In fact the Observer standard implements precisely events, but not this type of event you are talking about, not social events but computer events.

The way you created it, who are the subscribers? Real people that you don’t have any control over? That doesn’t seem to me to be the Observer standard. In this pattern subscribers are usually other parts of the application that need to be notified. Generally speaking it is a design pattern created for object-oriented use.

Examples:

  • A file has been modified in the file system
  • A price property has been modified in a product class
  • A click has been given on button
  • Received an information from the network
  • A visual object of the game met another object (hit the target)
  • A database update occurred

If we can transport the Observer concept from the computer out of it I don’t know. What you are doing is something similar to the defined pattern but it seems to me a variant that does not match the formal definition of the pattern. Sounds more like a Observer-like.

You can use whatever logic you want to achieve your goal. What I can tell you is that if you’re worried about whether you’re implementing a design standard or not, you have the wrong concern.

Design patterns depend on implementation, you can achieve your goal in other ways (probably worse) where a design pattern would fit.

Diagrama Observer

Source: Wikipedia

In this diagram who are yours notify()?
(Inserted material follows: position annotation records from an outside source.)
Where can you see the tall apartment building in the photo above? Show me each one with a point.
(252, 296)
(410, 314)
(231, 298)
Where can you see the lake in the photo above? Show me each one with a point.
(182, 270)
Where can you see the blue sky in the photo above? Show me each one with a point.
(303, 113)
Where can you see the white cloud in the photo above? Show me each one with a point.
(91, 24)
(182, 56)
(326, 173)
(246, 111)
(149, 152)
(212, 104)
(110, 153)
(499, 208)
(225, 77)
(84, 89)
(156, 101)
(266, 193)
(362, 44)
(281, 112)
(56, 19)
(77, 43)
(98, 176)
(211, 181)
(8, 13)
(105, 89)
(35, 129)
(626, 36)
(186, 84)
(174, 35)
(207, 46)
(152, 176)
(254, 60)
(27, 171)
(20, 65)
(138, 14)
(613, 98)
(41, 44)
The attendees' emails as you called them? It seems strange to me. I think the pattern was not created for this.

Deep down, what does it matter if you’re using the standard or not? Your implementation is doing everything it should do correctly and efficiently?

  • notify will send an email to each Observer, who in this case is the participant, of the Participant class. Wouldn’t that be the Observer? Plus, thank you very much. I did it using the intention, but I really shouldn’t be using the pattern. Like, you give this example "A price property has been modified in a product class". Wouldn’t that be the same logic? When the date of the event is changed, it notifies the Observers?
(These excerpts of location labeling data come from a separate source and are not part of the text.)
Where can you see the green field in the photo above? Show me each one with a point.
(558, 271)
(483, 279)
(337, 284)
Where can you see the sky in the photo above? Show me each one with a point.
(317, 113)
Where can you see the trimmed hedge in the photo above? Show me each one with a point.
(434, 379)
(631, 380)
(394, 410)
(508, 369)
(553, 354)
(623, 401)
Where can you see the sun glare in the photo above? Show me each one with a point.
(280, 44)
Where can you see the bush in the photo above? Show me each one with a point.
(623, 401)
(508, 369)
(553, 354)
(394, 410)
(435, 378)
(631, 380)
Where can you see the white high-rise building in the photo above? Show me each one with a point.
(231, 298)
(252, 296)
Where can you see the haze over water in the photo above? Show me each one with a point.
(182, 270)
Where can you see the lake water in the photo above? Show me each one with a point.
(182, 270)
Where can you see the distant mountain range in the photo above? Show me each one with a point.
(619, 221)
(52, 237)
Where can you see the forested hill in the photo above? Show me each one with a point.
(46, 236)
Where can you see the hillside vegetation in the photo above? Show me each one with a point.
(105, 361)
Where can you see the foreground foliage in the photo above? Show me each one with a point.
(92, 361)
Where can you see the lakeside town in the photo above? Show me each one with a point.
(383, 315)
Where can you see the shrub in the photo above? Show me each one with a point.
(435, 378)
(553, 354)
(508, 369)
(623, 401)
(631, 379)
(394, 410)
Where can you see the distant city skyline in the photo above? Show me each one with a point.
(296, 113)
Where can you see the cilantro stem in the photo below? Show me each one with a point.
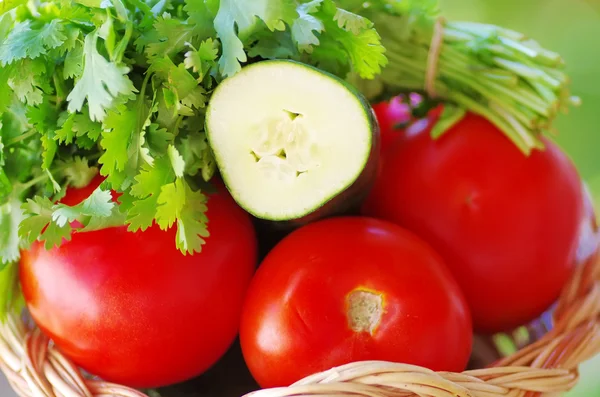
(22, 187)
(22, 137)
(495, 72)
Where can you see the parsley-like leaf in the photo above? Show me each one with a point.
(26, 40)
(243, 15)
(305, 27)
(98, 204)
(38, 224)
(10, 218)
(100, 82)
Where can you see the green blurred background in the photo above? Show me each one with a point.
(571, 28)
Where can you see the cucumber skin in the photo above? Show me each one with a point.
(347, 200)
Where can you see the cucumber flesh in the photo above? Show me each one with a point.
(288, 138)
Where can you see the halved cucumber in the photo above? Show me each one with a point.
(291, 142)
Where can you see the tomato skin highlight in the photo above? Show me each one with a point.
(130, 308)
(392, 115)
(295, 318)
(507, 225)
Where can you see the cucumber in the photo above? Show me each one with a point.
(292, 143)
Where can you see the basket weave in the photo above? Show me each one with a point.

  • Without seeing the code it is difficult to evaluate accurately. If the answer was useful you can vote for it and accept it as well if you think it served you. See the [tour].

  • I am without the project here. But I did following the tutorial below. What do you think of the approach of this site? http://blog.camilolopes.com.br/serie-designpattern-observer/ On the website the Observer is the panel, in my case, the participant with the e-mail attribute. And there in the notification(update) method of the Panel class, he would send an email. So? What do you think of this approach?

  • Then everything seems ok, but I don’t know how you implemented it. You put the tags Java and C#. In Java I would do one way, in C# in do another.

  • The implementation is the same. Only in this case the Panel has a name. In my case it is the Participant, the "person". And that person has a name and email. And in the notification part I use a command to email the participant, which will be this.Email, since I’m in the participant’s class. Do you understand? And then you’re really right?

  • It must be, but I don’t know, it’s one thing to describe, it’s another to do.